Washington movió fichas en minerales críticos con Australia y África, desde el corredor de Lobito entre Angola y el Congo hasta pactos de suministro, buscando reducir vulnerabilidades frente a China. Pero, según Metal Tech News, este tipo de transacción sólo escala a categoría de política de Estado cuando asegura beneficios compartidos, estándares ambientales y trazabilidad; de lo contrario, “es pan para hoy y dependencia para mañana”.

En relación con la política en de EU, Trump gobierna como “operador de palancas”: sube el arancel, afloja si hay concesión; aplica coerción selectiva, ofrece trato si hay cumplimiento. “Es una herramienta muy dura y que no es ilegítima, pero el reto es calibrarla con prudencia y anclarla a objetivos verificables sobre los aranceles”, comenta PolitiFact.
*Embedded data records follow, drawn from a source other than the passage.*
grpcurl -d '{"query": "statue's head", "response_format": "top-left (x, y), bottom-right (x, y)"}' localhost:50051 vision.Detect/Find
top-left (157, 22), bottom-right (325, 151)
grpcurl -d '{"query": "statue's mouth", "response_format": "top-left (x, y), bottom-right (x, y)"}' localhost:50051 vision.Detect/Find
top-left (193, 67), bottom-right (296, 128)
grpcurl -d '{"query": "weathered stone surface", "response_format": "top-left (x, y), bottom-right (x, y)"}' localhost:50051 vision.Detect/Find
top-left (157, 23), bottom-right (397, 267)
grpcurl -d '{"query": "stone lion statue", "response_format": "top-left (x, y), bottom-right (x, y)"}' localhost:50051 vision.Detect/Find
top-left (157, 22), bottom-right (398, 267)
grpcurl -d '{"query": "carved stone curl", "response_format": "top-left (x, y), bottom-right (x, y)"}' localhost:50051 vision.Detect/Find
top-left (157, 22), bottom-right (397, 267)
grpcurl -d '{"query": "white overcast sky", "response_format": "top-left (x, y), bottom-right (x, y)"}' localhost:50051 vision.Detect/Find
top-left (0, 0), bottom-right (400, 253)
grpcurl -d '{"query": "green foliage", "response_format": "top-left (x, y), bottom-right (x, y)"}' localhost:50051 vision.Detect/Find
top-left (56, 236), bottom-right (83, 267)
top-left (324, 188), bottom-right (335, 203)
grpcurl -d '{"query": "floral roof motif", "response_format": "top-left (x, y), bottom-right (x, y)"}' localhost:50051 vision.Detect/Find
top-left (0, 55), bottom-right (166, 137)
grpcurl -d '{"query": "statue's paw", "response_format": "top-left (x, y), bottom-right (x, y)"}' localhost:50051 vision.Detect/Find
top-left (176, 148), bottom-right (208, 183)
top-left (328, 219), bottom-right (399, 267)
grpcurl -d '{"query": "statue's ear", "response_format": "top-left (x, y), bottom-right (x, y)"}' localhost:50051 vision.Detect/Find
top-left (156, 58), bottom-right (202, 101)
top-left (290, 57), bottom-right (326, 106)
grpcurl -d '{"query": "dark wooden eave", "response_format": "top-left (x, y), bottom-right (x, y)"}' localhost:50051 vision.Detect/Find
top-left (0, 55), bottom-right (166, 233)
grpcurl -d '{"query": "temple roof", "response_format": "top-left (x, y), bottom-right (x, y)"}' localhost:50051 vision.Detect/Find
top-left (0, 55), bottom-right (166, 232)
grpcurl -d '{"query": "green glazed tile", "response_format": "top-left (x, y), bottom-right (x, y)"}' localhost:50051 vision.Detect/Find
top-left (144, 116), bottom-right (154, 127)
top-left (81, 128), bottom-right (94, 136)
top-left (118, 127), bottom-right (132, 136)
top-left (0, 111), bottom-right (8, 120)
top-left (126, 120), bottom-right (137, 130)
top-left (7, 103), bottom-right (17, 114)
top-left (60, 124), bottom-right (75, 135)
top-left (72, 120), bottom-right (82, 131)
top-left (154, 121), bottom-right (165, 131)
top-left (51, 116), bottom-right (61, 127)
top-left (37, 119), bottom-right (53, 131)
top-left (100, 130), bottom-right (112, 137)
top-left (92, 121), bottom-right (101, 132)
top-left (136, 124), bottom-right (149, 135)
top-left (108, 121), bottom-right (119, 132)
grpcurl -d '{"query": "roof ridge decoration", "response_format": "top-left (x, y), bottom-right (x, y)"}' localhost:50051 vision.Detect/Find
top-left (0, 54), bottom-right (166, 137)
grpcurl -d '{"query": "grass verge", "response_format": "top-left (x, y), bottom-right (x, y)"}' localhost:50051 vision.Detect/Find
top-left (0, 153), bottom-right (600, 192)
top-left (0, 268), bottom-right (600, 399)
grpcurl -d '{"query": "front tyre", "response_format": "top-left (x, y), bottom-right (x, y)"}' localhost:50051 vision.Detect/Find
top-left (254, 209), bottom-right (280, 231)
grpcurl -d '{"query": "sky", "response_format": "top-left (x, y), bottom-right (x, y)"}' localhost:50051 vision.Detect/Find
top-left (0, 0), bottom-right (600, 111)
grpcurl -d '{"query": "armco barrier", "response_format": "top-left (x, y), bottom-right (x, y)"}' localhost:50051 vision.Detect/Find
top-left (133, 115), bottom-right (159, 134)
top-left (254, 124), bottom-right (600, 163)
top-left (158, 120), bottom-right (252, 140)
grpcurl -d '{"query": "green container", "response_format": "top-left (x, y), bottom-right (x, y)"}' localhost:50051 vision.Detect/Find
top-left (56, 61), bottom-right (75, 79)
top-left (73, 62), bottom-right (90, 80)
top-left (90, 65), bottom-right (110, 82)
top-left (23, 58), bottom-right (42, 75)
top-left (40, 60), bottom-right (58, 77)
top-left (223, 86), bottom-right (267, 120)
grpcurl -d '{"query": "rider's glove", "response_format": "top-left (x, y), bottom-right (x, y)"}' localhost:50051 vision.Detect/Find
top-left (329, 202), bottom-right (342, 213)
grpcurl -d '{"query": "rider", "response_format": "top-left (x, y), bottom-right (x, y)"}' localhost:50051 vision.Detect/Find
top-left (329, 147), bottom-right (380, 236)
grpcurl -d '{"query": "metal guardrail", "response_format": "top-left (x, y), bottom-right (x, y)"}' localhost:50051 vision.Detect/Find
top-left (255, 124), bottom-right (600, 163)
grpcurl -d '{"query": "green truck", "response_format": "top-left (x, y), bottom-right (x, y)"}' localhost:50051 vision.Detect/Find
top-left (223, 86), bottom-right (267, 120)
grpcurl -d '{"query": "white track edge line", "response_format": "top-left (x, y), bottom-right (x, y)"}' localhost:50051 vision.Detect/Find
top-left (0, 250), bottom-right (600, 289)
Destaca lo que considera un desorden en lo que se refiere a detenciones violentas, muchas sin sentido, acompañadas de deportaciones sin método ni ley de por medio.
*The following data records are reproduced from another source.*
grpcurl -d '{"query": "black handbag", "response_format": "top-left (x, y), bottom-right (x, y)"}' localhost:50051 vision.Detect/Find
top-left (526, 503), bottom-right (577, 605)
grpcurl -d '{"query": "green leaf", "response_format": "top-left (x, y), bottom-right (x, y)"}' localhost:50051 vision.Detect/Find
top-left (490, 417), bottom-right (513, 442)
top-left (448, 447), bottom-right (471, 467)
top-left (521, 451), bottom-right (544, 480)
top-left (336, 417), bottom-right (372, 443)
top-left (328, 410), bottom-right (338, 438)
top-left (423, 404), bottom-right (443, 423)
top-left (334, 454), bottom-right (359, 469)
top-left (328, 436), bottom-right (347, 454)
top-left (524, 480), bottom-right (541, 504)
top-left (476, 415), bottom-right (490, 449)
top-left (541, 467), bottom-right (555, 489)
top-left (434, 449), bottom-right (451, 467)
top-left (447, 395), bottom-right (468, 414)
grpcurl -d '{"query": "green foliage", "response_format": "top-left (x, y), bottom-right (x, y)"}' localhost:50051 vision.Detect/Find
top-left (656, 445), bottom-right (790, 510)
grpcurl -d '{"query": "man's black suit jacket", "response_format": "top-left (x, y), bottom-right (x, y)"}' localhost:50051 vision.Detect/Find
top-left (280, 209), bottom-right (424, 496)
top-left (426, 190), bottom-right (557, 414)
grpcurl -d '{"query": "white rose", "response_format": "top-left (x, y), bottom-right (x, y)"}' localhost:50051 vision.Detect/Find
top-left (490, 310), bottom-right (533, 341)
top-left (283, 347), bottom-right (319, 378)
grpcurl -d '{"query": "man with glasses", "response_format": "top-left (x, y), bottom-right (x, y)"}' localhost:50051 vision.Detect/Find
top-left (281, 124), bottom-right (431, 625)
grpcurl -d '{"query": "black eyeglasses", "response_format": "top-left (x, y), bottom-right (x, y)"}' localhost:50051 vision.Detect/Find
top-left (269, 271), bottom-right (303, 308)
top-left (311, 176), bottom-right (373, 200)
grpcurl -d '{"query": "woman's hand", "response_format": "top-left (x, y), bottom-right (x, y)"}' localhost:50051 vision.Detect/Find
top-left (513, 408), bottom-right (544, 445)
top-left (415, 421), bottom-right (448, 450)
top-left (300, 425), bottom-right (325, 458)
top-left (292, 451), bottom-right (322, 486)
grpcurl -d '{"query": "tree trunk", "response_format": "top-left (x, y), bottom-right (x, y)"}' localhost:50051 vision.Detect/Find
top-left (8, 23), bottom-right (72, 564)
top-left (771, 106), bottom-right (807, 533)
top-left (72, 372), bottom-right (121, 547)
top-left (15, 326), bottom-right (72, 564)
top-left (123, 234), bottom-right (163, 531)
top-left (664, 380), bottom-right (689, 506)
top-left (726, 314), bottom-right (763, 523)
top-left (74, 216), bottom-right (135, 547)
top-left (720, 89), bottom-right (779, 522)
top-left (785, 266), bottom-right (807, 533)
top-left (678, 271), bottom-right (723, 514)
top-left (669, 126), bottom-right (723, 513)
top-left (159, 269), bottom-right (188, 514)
En suma, esta segunda administración de Donald Trump deja un veredicto dividido. Hay momentos en que Trump se acercó al papel de estadista; por ejemplo, “al apalancar a socios para reforzar los paraguas antiaéreos ucranianos y al empujar una tregua imperfecta, pero real, en Gaza”, considera Álvarez; “y hay otros en que priorizó acciones muy visibles y contundentes, como el golpe que luce bien en titulares, por encima de construir mecanismos estables que eviten que el conflicto rebrote. Un estadista no sólo produce hechos, produce contextos en los que esos hechos no necesitan repetirse”, concluye.